実際のところ、魔族は魔素や魔力も糧にするので、食べ物を経口摂取する量はヒューマンの半分くらいで十分だ。それを考えると、ゲルダの食べる量は魔族として異常な部類に入る。
それでも太らないのは、種族の特性ではなく本人の体質の問題である。
「──それで、何を荒ぶっていたのだ?」
アルビレオとゲルダはサンドイッチを、リンはレモンシャーベットを堪能した後、アルビレオがリンに話を振った。
ここの店主のマルコスはごく弱い氷魔法の使い手だ。その彼がリンにお手製のシャーベットを出す時は、リンが荒れている時と相場が決まっている。
「そうそれ!」
リンがクワっと目を見開いた。
再燃した怒りをそのままに、リンが一通り事情を説明すると、アルビレオは呆れ顔になり、ゲルダは眉間にしわを寄せる。
「ハンスの後釜か…なかなかの無茶振りだな」
「むり」
「でしょ!?」
リンは大きく頷いた。
「いくらハンスさんのことを尊敬してるからって、そんな負担喜んで背負うわけないじゃない! ハンスさんが一緒にやってくれるならともかく!」
「あー…うむ、そうだな…?」
「うん…?」
ハンスが居なくなったからこそその仕事を押し付けられそうになったわけで、リンの主張は少々矛盾しているのだが、本人は大真面目だった。なかなか難儀な思考である。

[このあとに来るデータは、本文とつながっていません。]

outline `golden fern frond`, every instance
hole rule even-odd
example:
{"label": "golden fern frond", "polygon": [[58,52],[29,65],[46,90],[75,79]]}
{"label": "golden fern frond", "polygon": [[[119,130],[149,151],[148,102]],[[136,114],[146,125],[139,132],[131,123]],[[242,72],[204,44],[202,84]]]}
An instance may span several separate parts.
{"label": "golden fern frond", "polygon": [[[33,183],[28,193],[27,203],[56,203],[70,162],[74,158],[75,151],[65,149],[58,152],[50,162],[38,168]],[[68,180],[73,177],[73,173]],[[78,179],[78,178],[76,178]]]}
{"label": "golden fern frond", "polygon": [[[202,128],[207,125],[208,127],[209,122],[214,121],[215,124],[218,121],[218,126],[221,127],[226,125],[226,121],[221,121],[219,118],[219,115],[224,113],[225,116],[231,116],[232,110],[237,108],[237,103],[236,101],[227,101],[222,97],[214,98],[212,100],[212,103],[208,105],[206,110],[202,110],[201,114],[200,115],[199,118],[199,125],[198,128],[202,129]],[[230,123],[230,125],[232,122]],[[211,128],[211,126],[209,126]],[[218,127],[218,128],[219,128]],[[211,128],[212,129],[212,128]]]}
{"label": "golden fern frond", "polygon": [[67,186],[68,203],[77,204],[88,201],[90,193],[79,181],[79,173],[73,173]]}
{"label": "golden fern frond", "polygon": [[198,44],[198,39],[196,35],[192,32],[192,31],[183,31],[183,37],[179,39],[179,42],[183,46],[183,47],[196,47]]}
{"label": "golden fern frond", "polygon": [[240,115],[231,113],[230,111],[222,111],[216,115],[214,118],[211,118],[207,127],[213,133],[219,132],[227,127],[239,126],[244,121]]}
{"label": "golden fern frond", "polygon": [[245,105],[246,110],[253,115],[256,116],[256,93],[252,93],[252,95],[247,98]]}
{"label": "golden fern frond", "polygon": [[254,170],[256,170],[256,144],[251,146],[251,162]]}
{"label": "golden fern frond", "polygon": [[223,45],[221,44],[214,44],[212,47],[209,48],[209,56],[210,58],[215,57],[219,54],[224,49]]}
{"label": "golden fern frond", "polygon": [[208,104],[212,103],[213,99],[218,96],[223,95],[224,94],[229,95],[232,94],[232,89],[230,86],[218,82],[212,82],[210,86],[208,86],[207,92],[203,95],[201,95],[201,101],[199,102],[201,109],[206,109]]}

首を傾げつつ曖昧に頷くアルビレオたちに、だからね、とリンは胸を張って続けた。
「私、エーギル支部に移籍することにしたわ」
「なるほど、ハンスを追いかけるわけだな?」
「押し掛け妻」
「ちがーう!!」
ゲルダの呟きに、リンの顔が一瞬で真っ赤になった。
立ち上がってカウンターに手をつき、あからさまに動揺している顔で主張する。
「上級冒険者は他の支部での仕事も経験しといた方が良いって話だし、このままここに居たらなし崩しに仕事振られそうだから避難するの! それだけ!!」
「ああはいはい、落ち着け」
アルビレオが耳を手で塞ぎ、半眼でゲルダを見遣った。
「ゲルダ、余計なことを言うな。これ以上リンが変に拗らせたらどうする」
「ゴメン」
「アルビレオ、あんたも大概だからね!?」
「分かった分かった。スマン」
キイっと叫ぶリンに、アルビレオが苦笑混じりに謝罪する。そして、
「──ところでリン。移籍するのは良いが、お前もう、5日後の新人教育の依頼を受けていたのではないか?」
「……………あっ」
受注した依頼を冒険者側の都合で破棄するのは、かなりのマイナスポイントになる。
リンがエーギル支部に向かうのは、まだ先の話のようだ。